How People Use Siri
WSJ (“Apple’s Siri Gains Traction-For Some Things“):
New research set to be released this week found that 87% of those who own Apple’s iPhone 4S use at least one feature of its Siri virtual assistant monthly.
But most usage is across a relatively limited set of functions, according to consulting group Parks Associates, which surveyed 482 owners of the iPhone 4S, the only device to carry the service.
Apple introduced Siri last fall with the 4S and has been advertising it as a big differentiator for the hit device. The technology can perform a variety of tasks from searching for information to sending an email to scheduling meetings by voice. Unlike other types of voice-activated services, Siri can understand the way humans speak normally. Commanding it to “wake me up at 9 a.m.” can set the iPhone’s alarm, for instance.
But users aren’t proving adventurous with their usage. Making phone calls and sending text-messages are the most popular activities, according to the report, a sign that Siri usage is mirroring how people use their phones more generally. Roughly a third of 4S owners use Siri to place phone calls, send text messages, or look up information daily or almost daily.
Many other Siri services are getting little pickup, however. They include playing music and scheduling meetings. Thirty-two and 35% of 4S users, respectively, said they had never used Siri to perform those actions. Those categories also had some of the lowest percentage of users that did either daily or almost daily.
Email usage is pretty split, with 30% saying they have never used Siri to send an email while 26% say they use it to send email daily or almost daily.
The pattern comes as users continue to complain that Siri struggles to understand accents and needs dead quiet to work.
While Siri is a remarkable technological advance, it’s just not very good. I use it to do very mundane things–initiate phone calls, check the weather, set timers, and add calendar entries. And it’s not all that great at doing any of those except the weather.

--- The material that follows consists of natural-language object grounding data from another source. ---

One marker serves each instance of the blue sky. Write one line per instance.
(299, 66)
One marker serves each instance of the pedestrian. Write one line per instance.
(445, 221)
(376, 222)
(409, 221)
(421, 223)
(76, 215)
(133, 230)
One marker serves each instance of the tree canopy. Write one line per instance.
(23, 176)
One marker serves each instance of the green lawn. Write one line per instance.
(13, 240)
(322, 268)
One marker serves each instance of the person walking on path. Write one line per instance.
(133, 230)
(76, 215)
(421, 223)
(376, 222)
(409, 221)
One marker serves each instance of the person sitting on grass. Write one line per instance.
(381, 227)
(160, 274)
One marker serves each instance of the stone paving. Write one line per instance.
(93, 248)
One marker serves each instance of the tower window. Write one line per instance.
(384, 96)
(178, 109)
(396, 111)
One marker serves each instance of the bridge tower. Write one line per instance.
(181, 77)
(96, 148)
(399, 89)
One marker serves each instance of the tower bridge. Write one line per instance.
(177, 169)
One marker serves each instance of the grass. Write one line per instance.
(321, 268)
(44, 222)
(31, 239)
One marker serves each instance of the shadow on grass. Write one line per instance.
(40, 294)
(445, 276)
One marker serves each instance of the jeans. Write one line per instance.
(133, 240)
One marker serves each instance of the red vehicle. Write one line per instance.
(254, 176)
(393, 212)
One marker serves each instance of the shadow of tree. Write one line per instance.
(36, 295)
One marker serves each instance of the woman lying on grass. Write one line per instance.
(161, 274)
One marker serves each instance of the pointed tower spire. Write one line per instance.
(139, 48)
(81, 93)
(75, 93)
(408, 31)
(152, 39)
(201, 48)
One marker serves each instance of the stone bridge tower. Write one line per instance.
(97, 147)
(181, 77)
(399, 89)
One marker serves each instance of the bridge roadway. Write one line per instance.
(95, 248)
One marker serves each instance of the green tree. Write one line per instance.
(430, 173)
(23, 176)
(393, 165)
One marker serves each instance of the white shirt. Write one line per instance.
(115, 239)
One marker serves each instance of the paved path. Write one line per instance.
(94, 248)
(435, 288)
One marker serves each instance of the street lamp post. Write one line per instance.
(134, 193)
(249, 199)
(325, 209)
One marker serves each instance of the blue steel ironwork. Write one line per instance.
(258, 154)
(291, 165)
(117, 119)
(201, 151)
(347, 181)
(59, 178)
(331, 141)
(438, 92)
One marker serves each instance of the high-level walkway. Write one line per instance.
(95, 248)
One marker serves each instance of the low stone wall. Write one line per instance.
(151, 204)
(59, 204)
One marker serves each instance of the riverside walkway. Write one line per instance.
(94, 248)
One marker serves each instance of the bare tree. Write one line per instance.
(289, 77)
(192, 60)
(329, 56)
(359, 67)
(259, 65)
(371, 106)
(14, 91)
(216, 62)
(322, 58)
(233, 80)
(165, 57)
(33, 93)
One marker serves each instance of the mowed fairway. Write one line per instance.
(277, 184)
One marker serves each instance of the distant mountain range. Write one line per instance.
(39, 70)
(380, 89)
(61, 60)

It’s virtually useless outdoors if there’s any wind or background noise. And, quite often, it’s frustratingly slow because the system simply isn’t built to handle the bandwidth of so many users.
Aside from very mundane tasks, it’s just awful. Even creating very short calendar entries, it often gets confused. And rather than pretending that it’s a human being that needs to be engaged in a conversation, I use very direct language. (“Weather,” for example, versus “Do I need an umbrella?”) So, I’ll say, “Create calendar entry. Meeting with Fred at 3:30 pm.” Most of the time, it’s incompetent to perform that task.
Additionally, it has annoying quirks. I’ll tell it to set an alarm for some point later in the day. It’ll successfully echo that command back to me. And then it won’t set the alarm because it wanted me to take some action to confirm that I in fact wanted it to set the alarm I told it to set. Granted, that’s easy enough to adapt to–but still annoying when your alarm fails to execute.
Now, again, it’s worth putting all this into perspective. This is a major leap forward in technology and the next version is likely to be much, much better. But it’s not shocking that a barely functional voice assistant hasn’t sparked radical changes in behavior.